In articulating the difference between global health, public health and international health, Ntusi said several sub-themes emerged: global health is a multiplex approach to worldwide health improvements, taught and pursued by research institutions globally; and it’s an ethically orientated initiative guided by just principles.

 

“Diversity, equity and inclusion are clearly on the decline.”

Yet, global health is inherently inequitable and is failing dismally on all measures of inequity. The rise of nationalism, right wing politics and the erosion of democracy worsens global health inequities. He said global health continues to be a field where Global North actors see themselves as experts and leaders. And although the decolonising global health movement has exposed some of the deep inequities inherent within the architecture of global health, this movement, prone to elite capture, faces several institutional barriers that prevent meaningful shifts in power.

He noted that the lack of allyship in global health recently manifested as vaccine apartheid led by Global North countries who hoarded vaccines for COVID-19, mpox and Ebola. Further, he argued that the “current posturing” by President Donald Trump’s administration is just another example of absent allyship.

“Diversity, equity and inclusion are clearly on the decline. On global health, all efforts to correct this are increasingly seen as wokeism and reverse racism. Therefore, if we are to move forward, there needs to be a concerted effort to support Global South leadership [on] global health,” he said.

Decolonising global health

Importantly, Ntusi noted that there have been growing calls to decolonise global health, and this process, he added, is only the tip of the iceberg. But what does success look like? To decolonise global health is to remove all forms of supremacy within all spaces of global health practice within countries and between countries, and at a global level.

He stressed that supremacy is not just restricted to white supremacy or male domination or between people from high- and low-income countries. But it also refers to what happens between groups in high-income countries, as well as in low- and middle-income countries.

“Supremacy is there glaringly. And how global health organisations operate, who runs them, where they are located, who pulls the purse strings and who sets the agenda, and whose views, histories and knowledge are taken seriously.”

Ultimately, the goal of global health should not be the survival of its decolonisation. Instead, it should rise up and lead to the present demands of its mission. He said the pursuit of equity, social justice and health justice must be at the centre of all global health efforts.

 

“Like Stuart Saunders did in his day, we are all called to have moral courage in contribution to the global agenda to transform global health.”
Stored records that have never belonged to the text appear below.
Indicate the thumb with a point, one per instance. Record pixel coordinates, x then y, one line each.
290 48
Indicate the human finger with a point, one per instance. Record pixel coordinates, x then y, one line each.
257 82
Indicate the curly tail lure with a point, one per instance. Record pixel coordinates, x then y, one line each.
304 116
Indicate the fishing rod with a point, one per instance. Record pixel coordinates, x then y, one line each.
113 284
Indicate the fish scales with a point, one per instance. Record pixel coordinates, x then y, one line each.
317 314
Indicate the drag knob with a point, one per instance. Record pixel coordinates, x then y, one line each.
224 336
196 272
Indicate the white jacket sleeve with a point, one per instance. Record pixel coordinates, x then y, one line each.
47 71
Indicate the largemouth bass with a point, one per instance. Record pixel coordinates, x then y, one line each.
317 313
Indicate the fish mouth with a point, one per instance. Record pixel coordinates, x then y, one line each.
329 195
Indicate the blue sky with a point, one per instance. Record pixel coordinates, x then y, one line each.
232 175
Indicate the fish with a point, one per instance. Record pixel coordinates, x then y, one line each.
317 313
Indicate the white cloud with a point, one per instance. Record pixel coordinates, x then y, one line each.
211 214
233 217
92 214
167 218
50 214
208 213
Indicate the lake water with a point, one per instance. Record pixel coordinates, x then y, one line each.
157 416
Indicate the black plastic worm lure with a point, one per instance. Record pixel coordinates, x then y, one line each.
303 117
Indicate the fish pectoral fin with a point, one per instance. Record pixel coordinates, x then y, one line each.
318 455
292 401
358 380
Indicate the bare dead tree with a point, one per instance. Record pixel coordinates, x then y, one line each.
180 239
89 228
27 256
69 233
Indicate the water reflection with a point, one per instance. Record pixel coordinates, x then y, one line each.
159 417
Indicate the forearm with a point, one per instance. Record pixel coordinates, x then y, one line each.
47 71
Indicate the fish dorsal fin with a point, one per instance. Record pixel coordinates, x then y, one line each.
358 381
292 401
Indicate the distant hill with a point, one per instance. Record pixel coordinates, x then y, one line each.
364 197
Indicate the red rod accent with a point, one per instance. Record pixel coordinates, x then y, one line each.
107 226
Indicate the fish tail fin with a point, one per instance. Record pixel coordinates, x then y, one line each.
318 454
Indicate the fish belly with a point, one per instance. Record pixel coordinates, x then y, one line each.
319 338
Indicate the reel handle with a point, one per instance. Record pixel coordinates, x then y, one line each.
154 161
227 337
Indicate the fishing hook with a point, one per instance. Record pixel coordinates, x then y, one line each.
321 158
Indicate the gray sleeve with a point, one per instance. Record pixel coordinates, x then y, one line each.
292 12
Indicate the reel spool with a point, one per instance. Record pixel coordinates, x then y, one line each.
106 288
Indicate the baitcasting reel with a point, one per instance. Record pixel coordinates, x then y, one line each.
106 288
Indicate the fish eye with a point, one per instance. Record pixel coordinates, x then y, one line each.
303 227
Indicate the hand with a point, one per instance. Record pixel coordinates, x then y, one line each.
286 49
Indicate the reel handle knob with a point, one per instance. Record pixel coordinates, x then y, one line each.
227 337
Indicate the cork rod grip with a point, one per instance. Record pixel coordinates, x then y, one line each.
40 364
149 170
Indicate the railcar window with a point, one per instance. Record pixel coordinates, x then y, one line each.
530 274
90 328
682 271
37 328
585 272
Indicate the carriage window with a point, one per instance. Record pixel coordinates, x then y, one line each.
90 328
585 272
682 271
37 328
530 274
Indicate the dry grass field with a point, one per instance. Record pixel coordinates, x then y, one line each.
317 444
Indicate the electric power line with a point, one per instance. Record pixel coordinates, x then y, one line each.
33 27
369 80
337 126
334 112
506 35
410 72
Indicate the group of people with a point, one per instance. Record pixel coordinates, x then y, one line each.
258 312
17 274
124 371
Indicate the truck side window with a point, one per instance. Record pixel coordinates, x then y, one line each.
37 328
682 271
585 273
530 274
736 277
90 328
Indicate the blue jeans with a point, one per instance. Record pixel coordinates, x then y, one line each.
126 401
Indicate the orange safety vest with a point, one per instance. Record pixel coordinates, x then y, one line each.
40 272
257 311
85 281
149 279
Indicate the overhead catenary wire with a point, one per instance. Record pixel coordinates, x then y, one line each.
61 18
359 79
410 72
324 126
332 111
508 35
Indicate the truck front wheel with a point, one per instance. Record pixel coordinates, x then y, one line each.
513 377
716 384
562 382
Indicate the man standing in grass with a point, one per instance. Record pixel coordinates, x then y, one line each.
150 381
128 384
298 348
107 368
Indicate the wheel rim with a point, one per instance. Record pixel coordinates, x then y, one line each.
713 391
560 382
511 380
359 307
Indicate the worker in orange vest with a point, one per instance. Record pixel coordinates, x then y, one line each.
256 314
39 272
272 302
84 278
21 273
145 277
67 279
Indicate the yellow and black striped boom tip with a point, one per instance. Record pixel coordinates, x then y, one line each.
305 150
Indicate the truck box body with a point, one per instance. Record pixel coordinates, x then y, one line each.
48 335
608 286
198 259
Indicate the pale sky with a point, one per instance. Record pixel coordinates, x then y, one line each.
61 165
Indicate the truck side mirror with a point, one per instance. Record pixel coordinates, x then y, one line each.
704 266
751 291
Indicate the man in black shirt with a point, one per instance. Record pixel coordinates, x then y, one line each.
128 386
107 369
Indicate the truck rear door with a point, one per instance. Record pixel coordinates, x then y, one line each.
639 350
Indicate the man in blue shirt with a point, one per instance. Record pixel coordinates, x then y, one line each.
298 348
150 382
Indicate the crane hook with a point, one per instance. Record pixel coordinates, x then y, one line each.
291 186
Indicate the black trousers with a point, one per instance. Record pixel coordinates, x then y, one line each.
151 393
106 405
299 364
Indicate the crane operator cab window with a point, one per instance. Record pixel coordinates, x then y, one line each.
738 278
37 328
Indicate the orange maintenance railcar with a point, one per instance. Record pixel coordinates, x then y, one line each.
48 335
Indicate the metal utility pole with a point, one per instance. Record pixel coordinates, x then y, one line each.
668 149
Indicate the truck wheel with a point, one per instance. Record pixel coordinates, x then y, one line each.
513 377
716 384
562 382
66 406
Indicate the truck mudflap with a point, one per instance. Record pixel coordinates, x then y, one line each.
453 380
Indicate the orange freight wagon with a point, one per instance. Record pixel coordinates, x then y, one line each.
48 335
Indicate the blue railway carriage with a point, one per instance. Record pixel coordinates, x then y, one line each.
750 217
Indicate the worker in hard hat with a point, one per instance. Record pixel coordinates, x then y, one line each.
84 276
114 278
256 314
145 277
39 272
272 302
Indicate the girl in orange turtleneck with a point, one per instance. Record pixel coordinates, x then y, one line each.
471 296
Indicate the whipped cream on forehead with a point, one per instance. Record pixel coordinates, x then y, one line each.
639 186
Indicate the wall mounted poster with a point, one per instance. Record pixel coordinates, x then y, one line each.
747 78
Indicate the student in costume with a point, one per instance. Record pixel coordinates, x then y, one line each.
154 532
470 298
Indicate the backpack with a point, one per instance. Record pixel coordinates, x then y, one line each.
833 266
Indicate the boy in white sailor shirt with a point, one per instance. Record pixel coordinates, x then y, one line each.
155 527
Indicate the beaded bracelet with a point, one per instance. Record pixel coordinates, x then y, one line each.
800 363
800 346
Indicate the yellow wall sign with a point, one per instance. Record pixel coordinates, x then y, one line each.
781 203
“Decolonising global health is of great interest. But it’s been difficult because systems are entrenched. We need you, all scientists, clinicians and concerned citizens to continually question the skewed ways in which global health is being studied, taught, funded, researched, driven, designed and implemented,” he said.

“The accountability and shaping of power dynamics are at the heart of my proposals for change. But good intentions are not enough. I wish to argue that we need greater moral courage. Like Stuart Saunders did in his day, we are all called to have moral courage in contribution to the global agenda to transform global health.”

Others who contributed to the evening’s programme included the chair and head of the Department of Medicine, Prof Mashiko Setshedi; UCT VC Prof Mosa Moshabela; the dean of the Faculty of Health Sciences, Prof Lionel Green-Thompson; and the Department of Medicine’s Prof Marc Blocman.